I'd be appreciated if any of you could provide me with an answer if 'cram with', 'clutter with', and 'pack with' mean the same. I am studying prepositions and prepositional phrases and some of them are confusing to me. My native language is Polish, and in translation every of them mean the same, but still I have some doubts.

Anyway, thanks for any help.
 
Please write full sentences containing each one and we can comment. Also note that your opening should be "I would appreciate it if ...".
 
First of all, thank you for your note.
In the book where I found these collocations, there is only examplary sentence with 'clutter with', and it is:
"The room was cluttered with boxes."
And these are examples of two more (I found them in the net):
- "He crammed his drawer with his socks."
- "This book is packed with useful information."

After some research, it seems that 'clutter with' refers to the slob activity, without taking care of order. Am I right?
But still I don't know if I can use them interchangeably, especially 'cram with', and 'pack with'.

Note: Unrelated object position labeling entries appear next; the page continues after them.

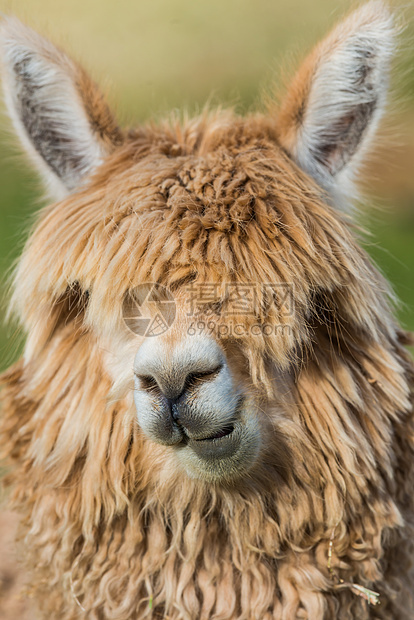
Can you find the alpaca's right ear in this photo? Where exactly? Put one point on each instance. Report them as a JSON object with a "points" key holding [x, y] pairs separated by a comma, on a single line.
{"points": [[58, 113]]}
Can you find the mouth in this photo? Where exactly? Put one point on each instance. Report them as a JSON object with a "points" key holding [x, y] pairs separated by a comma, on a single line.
{"points": [[224, 432]]}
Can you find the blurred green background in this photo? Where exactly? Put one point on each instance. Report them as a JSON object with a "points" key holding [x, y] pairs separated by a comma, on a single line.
{"points": [[155, 55]]}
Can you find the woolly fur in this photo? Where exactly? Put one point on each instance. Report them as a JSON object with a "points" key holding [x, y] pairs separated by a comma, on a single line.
{"points": [[108, 523]]}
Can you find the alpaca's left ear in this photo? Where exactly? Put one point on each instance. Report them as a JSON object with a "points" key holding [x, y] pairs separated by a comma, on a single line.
{"points": [[333, 106], [60, 116]]}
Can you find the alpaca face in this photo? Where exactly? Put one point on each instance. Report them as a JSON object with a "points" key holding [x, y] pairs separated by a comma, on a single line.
{"points": [[218, 200]]}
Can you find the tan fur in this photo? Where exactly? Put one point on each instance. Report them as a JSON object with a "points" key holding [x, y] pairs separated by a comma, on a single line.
{"points": [[109, 522]]}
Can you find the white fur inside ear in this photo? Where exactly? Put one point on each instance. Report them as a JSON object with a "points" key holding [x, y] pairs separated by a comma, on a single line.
{"points": [[346, 99], [43, 96]]}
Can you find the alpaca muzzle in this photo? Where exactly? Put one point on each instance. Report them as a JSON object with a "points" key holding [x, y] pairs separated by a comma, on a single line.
{"points": [[186, 398]]}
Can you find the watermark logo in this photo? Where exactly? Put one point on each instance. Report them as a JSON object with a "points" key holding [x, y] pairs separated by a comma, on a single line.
{"points": [[149, 310], [227, 309]]}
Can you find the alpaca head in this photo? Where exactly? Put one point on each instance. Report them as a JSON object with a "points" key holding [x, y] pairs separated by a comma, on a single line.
{"points": [[216, 210]]}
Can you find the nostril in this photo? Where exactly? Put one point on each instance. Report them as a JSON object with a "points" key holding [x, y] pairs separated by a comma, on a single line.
{"points": [[148, 383], [195, 378]]}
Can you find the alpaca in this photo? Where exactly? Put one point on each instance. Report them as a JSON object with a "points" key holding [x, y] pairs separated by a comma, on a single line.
{"points": [[253, 458]]}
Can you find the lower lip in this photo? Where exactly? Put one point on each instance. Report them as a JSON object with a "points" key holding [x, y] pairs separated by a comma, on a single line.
{"points": [[225, 432]]}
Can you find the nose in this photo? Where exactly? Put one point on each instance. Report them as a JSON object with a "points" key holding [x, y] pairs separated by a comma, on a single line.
{"points": [[174, 385], [183, 391]]}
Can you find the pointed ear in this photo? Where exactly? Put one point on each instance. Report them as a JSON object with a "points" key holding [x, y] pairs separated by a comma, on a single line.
{"points": [[333, 106], [58, 113]]}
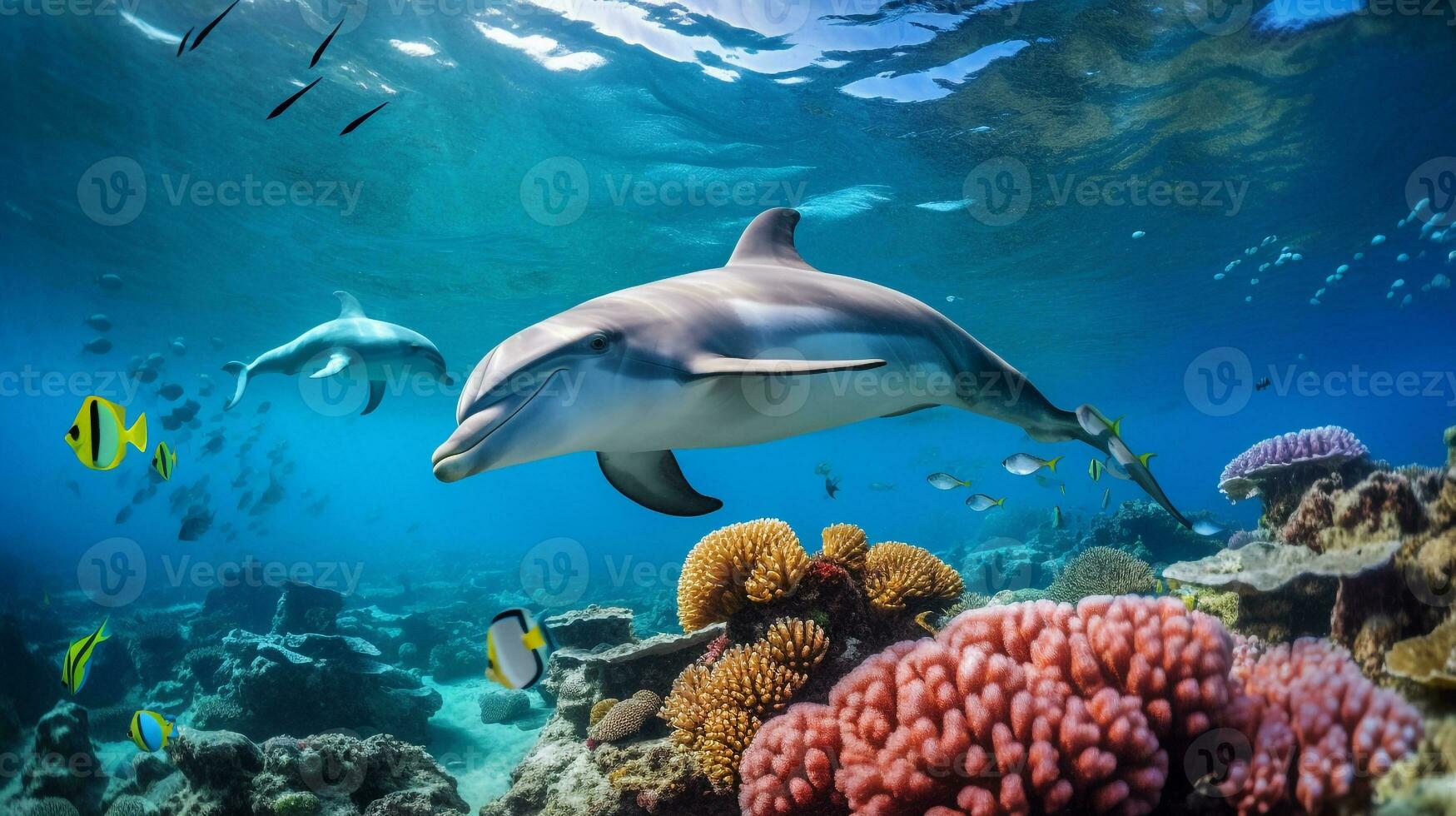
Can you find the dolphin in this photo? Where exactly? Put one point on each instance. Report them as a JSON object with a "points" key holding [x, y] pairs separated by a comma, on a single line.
{"points": [[765, 347], [344, 343]]}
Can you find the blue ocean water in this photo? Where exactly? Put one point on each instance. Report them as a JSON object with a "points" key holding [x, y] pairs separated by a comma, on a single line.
{"points": [[1065, 180]]}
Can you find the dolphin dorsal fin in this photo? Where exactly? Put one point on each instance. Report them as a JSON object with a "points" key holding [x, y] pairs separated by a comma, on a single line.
{"points": [[348, 305], [769, 241]]}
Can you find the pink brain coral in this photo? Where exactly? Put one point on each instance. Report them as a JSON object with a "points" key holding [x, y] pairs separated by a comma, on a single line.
{"points": [[1043, 707], [1306, 703]]}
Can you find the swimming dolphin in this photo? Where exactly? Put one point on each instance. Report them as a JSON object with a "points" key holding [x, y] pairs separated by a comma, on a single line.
{"points": [[762, 349], [385, 350]]}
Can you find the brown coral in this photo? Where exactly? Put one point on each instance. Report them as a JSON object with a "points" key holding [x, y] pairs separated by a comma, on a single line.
{"points": [[845, 545], [1385, 506], [748, 563], [625, 719], [715, 711], [899, 573], [1429, 659], [600, 710]]}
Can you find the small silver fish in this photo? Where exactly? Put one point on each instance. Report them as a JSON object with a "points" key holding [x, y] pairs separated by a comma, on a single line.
{"points": [[1026, 464], [947, 481], [980, 501], [1207, 528]]}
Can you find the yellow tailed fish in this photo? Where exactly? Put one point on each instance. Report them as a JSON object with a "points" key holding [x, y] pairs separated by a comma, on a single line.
{"points": [[76, 669], [163, 460], [99, 435], [516, 649], [149, 730]]}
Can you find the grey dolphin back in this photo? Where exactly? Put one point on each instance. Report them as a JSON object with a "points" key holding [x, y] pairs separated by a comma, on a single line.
{"points": [[654, 480], [348, 305], [769, 241], [239, 371]]}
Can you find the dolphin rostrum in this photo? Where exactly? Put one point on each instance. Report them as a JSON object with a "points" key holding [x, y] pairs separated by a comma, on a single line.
{"points": [[351, 344], [762, 349]]}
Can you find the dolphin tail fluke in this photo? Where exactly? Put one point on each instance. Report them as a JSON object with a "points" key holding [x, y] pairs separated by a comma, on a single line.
{"points": [[1090, 425], [241, 372]]}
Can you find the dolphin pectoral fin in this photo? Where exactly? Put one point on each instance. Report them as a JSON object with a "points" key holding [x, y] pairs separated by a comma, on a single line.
{"points": [[348, 305], [336, 363], [743, 367], [376, 392], [653, 480], [769, 241], [909, 410]]}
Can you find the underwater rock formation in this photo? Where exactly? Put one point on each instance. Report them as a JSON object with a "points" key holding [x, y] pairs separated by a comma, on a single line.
{"points": [[624, 719], [1281, 468], [312, 682], [591, 627], [989, 716], [60, 764], [306, 608], [332, 774]]}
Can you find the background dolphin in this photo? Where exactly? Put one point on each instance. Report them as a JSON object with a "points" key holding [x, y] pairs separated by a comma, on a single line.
{"points": [[351, 344], [762, 349]]}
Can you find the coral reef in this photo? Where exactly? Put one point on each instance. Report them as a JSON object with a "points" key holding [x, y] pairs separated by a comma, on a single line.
{"points": [[503, 705], [624, 719], [746, 563], [1309, 699], [991, 714], [1101, 570], [1427, 659], [847, 547], [899, 575], [717, 710], [1380, 507], [1279, 470], [1046, 707]]}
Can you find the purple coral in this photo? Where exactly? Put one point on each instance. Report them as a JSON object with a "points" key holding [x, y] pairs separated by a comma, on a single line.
{"points": [[1329, 446]]}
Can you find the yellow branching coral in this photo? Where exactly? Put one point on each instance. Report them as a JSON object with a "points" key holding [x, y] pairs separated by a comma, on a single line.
{"points": [[600, 710], [845, 545], [746, 563], [715, 711], [899, 573]]}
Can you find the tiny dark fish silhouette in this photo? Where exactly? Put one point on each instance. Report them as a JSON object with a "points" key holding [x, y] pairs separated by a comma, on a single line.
{"points": [[326, 41], [291, 99], [359, 122], [208, 28]]}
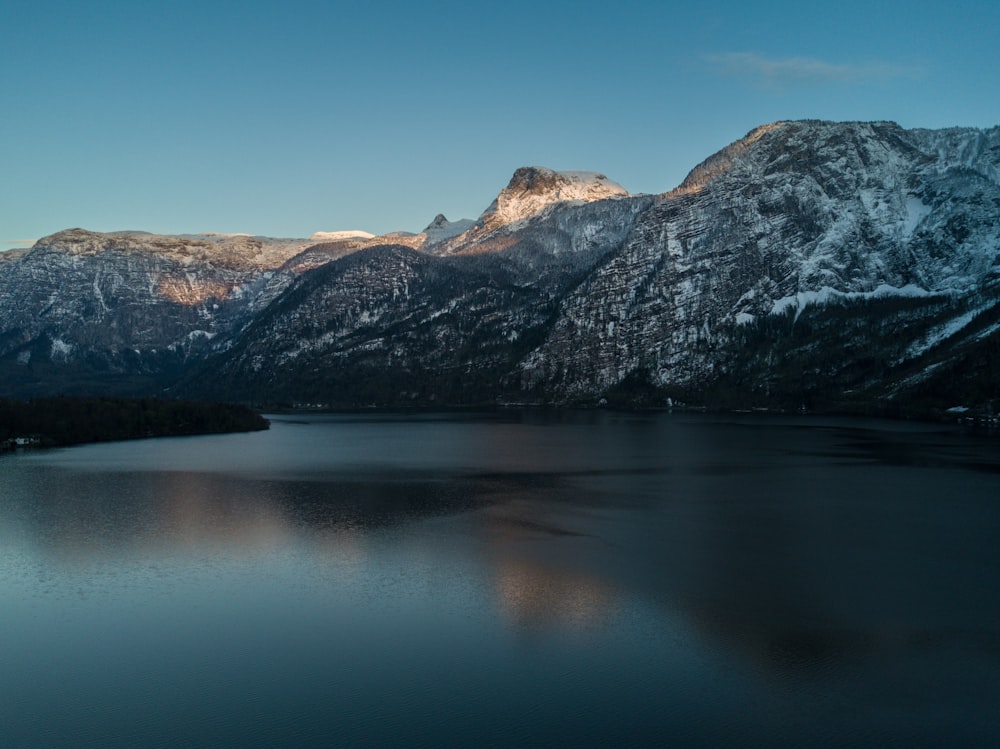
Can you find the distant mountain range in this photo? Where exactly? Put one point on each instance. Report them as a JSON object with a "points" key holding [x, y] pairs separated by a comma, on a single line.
{"points": [[810, 265]]}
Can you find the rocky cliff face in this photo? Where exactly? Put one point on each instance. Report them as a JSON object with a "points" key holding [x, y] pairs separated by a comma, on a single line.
{"points": [[795, 214], [809, 263]]}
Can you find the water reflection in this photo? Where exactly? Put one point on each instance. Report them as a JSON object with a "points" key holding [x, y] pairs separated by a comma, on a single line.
{"points": [[753, 579]]}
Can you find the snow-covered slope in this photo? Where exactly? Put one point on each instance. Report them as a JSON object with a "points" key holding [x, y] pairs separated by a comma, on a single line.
{"points": [[532, 192], [806, 262]]}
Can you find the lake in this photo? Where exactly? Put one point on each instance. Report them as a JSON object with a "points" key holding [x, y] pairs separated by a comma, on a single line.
{"points": [[506, 579]]}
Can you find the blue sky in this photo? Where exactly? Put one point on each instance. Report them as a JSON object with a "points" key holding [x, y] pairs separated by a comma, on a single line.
{"points": [[287, 118]]}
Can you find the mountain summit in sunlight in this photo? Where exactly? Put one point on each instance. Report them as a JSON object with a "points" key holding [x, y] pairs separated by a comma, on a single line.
{"points": [[817, 265]]}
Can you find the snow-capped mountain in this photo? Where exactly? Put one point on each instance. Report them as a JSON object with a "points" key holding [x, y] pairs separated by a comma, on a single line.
{"points": [[810, 263]]}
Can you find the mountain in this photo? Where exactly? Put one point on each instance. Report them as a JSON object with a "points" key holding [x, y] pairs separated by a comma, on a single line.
{"points": [[810, 264]]}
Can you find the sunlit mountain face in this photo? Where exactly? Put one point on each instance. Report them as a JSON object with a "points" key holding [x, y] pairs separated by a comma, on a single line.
{"points": [[811, 265]]}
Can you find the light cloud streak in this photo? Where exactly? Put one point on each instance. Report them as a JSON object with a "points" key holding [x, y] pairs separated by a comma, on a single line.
{"points": [[806, 69]]}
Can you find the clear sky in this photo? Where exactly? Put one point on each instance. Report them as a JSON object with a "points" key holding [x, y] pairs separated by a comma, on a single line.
{"points": [[288, 118]]}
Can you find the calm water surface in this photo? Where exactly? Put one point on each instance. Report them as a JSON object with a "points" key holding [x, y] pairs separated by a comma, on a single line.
{"points": [[588, 579]]}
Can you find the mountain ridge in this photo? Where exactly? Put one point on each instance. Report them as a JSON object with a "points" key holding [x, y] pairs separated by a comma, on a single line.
{"points": [[567, 289]]}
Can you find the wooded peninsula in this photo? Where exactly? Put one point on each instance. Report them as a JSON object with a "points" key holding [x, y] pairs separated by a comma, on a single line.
{"points": [[51, 422]]}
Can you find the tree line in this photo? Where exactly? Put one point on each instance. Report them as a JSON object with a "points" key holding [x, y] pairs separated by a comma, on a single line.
{"points": [[71, 420]]}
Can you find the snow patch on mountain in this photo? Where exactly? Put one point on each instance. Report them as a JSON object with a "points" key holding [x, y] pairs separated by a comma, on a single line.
{"points": [[337, 236], [828, 295]]}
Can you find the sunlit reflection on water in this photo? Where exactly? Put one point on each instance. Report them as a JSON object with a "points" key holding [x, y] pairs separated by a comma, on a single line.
{"points": [[584, 579]]}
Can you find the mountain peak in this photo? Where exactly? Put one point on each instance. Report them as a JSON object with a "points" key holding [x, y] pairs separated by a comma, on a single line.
{"points": [[534, 188]]}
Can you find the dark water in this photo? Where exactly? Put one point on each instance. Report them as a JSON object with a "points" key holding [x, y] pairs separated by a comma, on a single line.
{"points": [[516, 579]]}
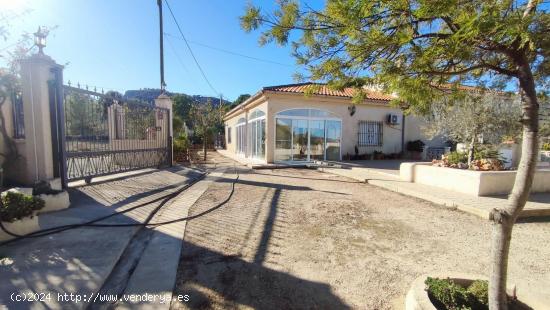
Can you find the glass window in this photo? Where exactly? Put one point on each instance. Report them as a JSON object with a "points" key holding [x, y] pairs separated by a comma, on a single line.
{"points": [[307, 113], [256, 114], [370, 133], [295, 112], [334, 131], [283, 139], [317, 140]]}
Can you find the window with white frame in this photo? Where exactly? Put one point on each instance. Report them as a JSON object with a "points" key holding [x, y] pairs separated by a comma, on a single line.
{"points": [[370, 133]]}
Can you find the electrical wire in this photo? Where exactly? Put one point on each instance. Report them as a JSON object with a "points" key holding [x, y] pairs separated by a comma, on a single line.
{"points": [[92, 223], [232, 53], [189, 48]]}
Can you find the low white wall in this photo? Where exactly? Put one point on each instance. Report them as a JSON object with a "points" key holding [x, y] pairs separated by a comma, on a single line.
{"points": [[476, 183]]}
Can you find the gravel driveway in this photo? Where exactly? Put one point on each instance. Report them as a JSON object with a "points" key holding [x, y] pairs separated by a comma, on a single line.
{"points": [[296, 238]]}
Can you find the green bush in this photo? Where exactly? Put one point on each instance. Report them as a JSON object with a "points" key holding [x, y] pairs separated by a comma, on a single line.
{"points": [[446, 294], [181, 143], [415, 146], [16, 206], [480, 290]]}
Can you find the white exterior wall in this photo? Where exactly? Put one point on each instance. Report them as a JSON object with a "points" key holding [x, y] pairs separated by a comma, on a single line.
{"points": [[233, 120]]}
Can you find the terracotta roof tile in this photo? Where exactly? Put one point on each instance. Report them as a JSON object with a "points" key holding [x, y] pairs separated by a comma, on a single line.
{"points": [[324, 90]]}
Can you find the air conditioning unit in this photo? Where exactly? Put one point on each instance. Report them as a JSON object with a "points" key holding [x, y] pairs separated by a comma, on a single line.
{"points": [[393, 119]]}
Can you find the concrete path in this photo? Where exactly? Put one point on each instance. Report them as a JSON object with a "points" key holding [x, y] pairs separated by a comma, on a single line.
{"points": [[537, 206], [67, 269]]}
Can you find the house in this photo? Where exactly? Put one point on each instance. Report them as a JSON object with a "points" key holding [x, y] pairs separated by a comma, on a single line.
{"points": [[283, 124]]}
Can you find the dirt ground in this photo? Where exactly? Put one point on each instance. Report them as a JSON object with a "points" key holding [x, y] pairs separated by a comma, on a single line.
{"points": [[302, 239]]}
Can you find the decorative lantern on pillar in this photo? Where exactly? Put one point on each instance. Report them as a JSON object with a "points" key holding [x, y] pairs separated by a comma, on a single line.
{"points": [[40, 39]]}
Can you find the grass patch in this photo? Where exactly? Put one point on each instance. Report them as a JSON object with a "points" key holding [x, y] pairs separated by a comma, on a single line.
{"points": [[445, 294]]}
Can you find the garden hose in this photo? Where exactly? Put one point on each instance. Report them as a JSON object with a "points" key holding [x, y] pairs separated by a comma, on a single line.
{"points": [[92, 223]]}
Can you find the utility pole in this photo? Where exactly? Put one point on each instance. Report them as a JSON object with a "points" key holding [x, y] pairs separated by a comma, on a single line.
{"points": [[162, 83]]}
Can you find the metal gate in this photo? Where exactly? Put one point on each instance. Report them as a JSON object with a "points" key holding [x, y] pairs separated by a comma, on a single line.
{"points": [[102, 134]]}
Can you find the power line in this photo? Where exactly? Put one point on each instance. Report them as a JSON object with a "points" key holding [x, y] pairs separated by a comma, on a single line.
{"points": [[234, 53], [179, 58], [189, 48]]}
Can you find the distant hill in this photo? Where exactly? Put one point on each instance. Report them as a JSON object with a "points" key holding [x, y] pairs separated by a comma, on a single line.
{"points": [[150, 94]]}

Once again, thanks for help.
 
In these examples, "crammed" and "packed" are very similar, though "crammed" may give a greater sense of force being used to stuff the items into place.

"cluttered" gives more of a sense of disorder (like "strewn").
 
In your example sentence "cluttered" is not a verb. You could argue that "cluttered" describes the room.
 
In the book where I found these collocations, there is only one sample (not "exemplary") [STRIKE]examplary[/STRIKE] sentence....

Note the correct spelling of "exemplary" above. However, that was not the word you wanted. Exemplary​ means "first-rate", not "an example of".
 
In your example sentence "cluttered" is not a verb. You could argue that "cluttered" describes the room.

Chapter in the book is devoted to verbs followed by prepositions, so I think it is a verb, and sentence is in passive voice. But of course, you are also right, that "cluttered" can be understood as a word used for description of the room.

Thank you for your notes and help.
 
Although the meaning of that passive sentence is purely stative, clutter is still a verb in there, a transitive one. The agent is realised as the prepositional phrase with boxes.
Changed to the active, the sentence reads as follows:
Boxes cluttered the room.
Obviously, it would have taken somebody to clutter the room with boxes, in which case the verb would be dynamic.
 
'Clutter' is used when there is too much useless junk filling up a space that people could otherwise use. A room or house is an obvious object of cluttering. A woman's handbag can be cluttered with so many things, she can't find her lipstick, for example. 'Clutter' is the more marked verb (the most different one). Clutter is a negative term.

'Packed' and 'crammed' often mean the same. There are positive uses. "This food is packed with vitamins". 'Packed' is actually a neutral word. You can pack something neatly, and it's neither cluttered nor crammed. 'Crammed' means packed too densely.

Naturally there are other nuances that can't all be summarized.